When I think of classic examples of the two, I think of last year's Masters. For three days, Rory McIlroy was playing process-oriented golf - and it was stunning. On the last day, as he chased his first major, he started to think results. We all know what happened. But he learned to stay in the moment, and then at the U.S. Open, even with a big lead on the final day, he remained process-oriented and pulled away even more.
This week's "A Lesson Learned" is quite simple - focus on the process. Your tee shot on the 18th hole is actually no more important than the tee shot on the 1st hole, other than you won't have time to make up for a bad score later. The physics of the golf swing and ball flight will hold true just the same. As I tell students, a ten foot putt is a ten foot putt, no matter when you have to make it.
I got home in time to see the end of the LPGA's Kraft Nabisco Championship as well. I.K. Kim missed a 1-foot putt to win in regulation. A one-foot putt. She probably makes that putt 999 times out of a thousand except for this one time, think she was thinking of winning her first major? And of course, she ended up losing in a playoff.
So anyways, back to Hunter. Despite t.v. announcers and probably fans and other players doubting his selection, Hunter did what he always does on that hole. He hit the driver, he hit it perfect and a few minutes later, he was collecting one of those oversized checks.
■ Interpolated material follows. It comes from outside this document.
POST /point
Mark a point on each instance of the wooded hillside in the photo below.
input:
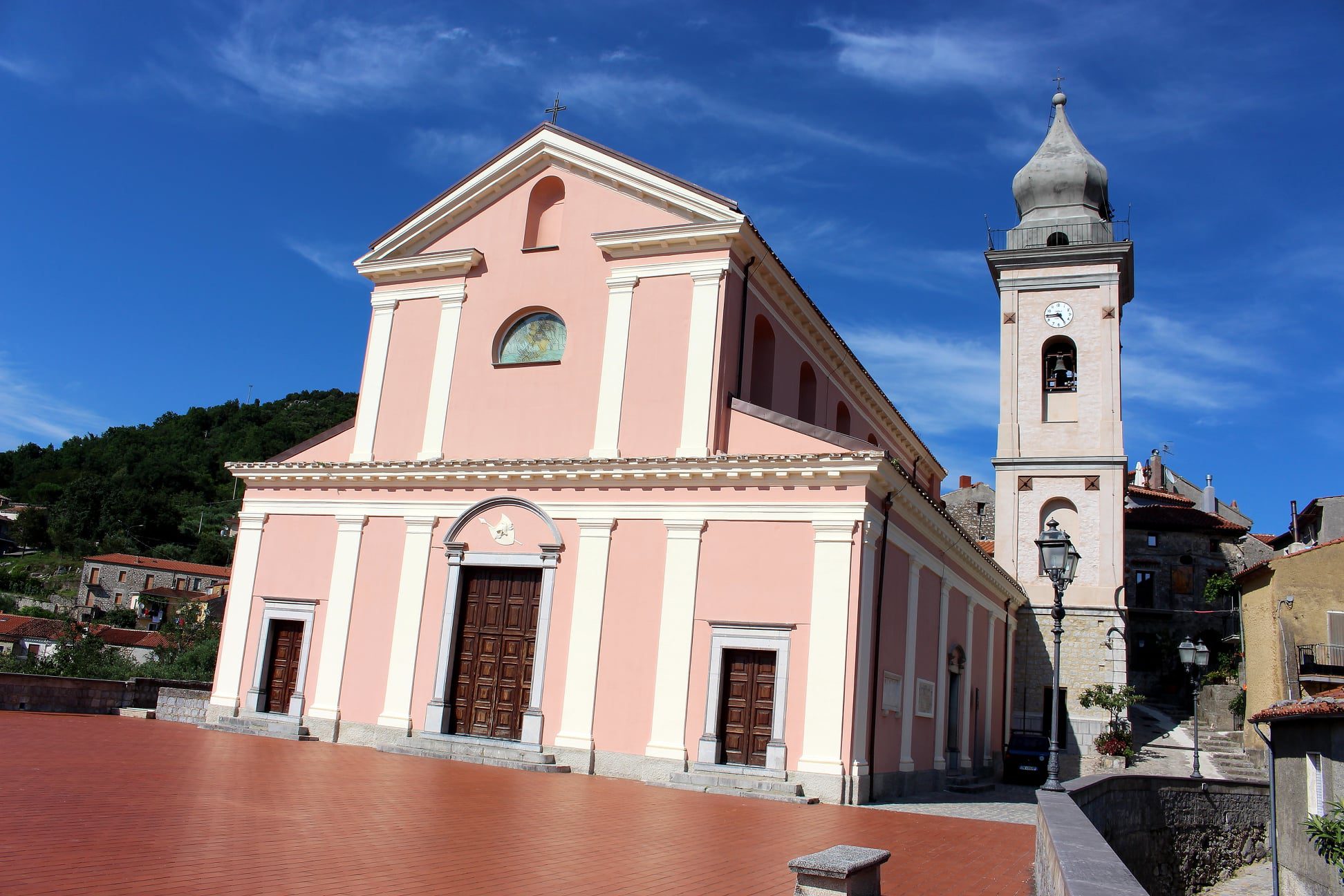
(148, 489)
The next time you are in a dramatic or intense situation - don't think of the pressure involved or what might be at stake - get back to what you know you can do. Deep breath, go through your routine and remember, the ball doesn't know what's at stake. It will go where the process takes it.
Trevor Gliwski is the PGA Director of Instruction at The Rick Smith Golf Academy at Tiburon Golf Club, Ritz-Carlton Golf Resort in Naples, Fla. Gliwski was the 2009 South West Florida Chapter PGA Teacher of the Year.